Contact me: solene at dataswamp dot org or @solene@bsd.network (mastodon).

I'm a freelance OpenBSD, FreeBSD, Linux and Qubes OS consultant, this includes DevOps, DevSecOps, technical writing or documentation work. If you enjoy this blog, you can sponsor my open source work financially so I can write this blog and contribute to Free Software as my daily job.

Port of the week: tig

Written by Solène, on 10 April 2018.
Tags: #unix #git #versioning

Comments on Fediverse/Mastodon

Today we will discover the software named tig whose name stands for Text-mode Interface for Git.

To install it on OpenBSD: pkg_add tig

Tig is a light and easy to use terminal application to browse a git repository in an interactive manner. To use it, just ‘cd’ into a git repository on your filesystem and type tig.

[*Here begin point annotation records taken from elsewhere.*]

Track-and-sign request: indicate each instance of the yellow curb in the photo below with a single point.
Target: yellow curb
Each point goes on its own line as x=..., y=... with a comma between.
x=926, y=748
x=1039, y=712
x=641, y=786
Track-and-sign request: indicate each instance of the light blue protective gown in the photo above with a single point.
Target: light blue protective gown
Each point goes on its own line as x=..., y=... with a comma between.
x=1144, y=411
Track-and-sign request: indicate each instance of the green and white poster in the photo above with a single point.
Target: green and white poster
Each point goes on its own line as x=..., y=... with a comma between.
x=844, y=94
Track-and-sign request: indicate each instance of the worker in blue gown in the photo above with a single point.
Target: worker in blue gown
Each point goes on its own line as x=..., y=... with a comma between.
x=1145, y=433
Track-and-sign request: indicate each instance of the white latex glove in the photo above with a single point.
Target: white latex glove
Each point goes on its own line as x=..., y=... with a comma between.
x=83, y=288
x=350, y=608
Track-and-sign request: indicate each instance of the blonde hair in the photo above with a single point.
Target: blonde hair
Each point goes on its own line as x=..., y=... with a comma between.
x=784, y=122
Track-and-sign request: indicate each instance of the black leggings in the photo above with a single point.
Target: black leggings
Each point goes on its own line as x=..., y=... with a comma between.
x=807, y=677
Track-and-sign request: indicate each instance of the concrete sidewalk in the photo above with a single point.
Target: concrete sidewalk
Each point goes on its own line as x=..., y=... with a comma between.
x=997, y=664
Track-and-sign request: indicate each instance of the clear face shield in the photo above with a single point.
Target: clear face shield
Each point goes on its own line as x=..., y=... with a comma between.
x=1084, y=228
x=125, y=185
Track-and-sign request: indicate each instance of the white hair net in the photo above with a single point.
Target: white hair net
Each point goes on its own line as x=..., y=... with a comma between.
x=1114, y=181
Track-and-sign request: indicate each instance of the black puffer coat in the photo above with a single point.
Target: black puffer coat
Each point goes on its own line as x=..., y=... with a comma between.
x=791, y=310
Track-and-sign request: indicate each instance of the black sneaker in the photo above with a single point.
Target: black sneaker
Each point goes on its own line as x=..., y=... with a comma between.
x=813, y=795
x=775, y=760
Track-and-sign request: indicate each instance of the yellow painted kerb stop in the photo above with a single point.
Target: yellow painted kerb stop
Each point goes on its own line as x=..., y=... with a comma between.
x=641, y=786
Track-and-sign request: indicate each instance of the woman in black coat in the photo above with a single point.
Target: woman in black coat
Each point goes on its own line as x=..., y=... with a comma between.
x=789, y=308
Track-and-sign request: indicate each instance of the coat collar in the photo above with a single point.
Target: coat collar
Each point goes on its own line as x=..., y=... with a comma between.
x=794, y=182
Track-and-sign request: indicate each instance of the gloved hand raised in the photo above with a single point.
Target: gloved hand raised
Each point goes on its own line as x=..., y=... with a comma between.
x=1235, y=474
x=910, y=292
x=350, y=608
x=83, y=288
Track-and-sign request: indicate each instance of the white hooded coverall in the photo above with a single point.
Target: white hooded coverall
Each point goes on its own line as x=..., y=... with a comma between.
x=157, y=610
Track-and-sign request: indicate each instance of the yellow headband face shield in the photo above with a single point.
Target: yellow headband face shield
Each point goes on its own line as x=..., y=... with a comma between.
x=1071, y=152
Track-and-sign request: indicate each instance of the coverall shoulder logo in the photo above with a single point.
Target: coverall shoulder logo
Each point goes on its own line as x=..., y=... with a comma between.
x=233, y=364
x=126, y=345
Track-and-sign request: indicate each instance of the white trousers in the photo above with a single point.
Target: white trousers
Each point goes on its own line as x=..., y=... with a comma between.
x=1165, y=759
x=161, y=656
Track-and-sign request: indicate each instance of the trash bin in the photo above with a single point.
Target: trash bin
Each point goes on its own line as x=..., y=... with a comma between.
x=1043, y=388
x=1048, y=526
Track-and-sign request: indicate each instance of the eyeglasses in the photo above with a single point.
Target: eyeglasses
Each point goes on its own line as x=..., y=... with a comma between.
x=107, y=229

You will get the list of all the commits, with the author and the date. By pressing “Enter” key on a commit, you will get the diff. Tig also displays branching and merging in a graphical way.

Tig has some parameters, one I like a lot if blame which is used like this: tig blame afile. Tig will show the file content and will display for each line to date of last commit, it’s author and the small identifier of the commit. With this function, it gets really easy to find who modified a line or when it was modified.

Tig has a lot of others possibilities, you can discover them in its man pages.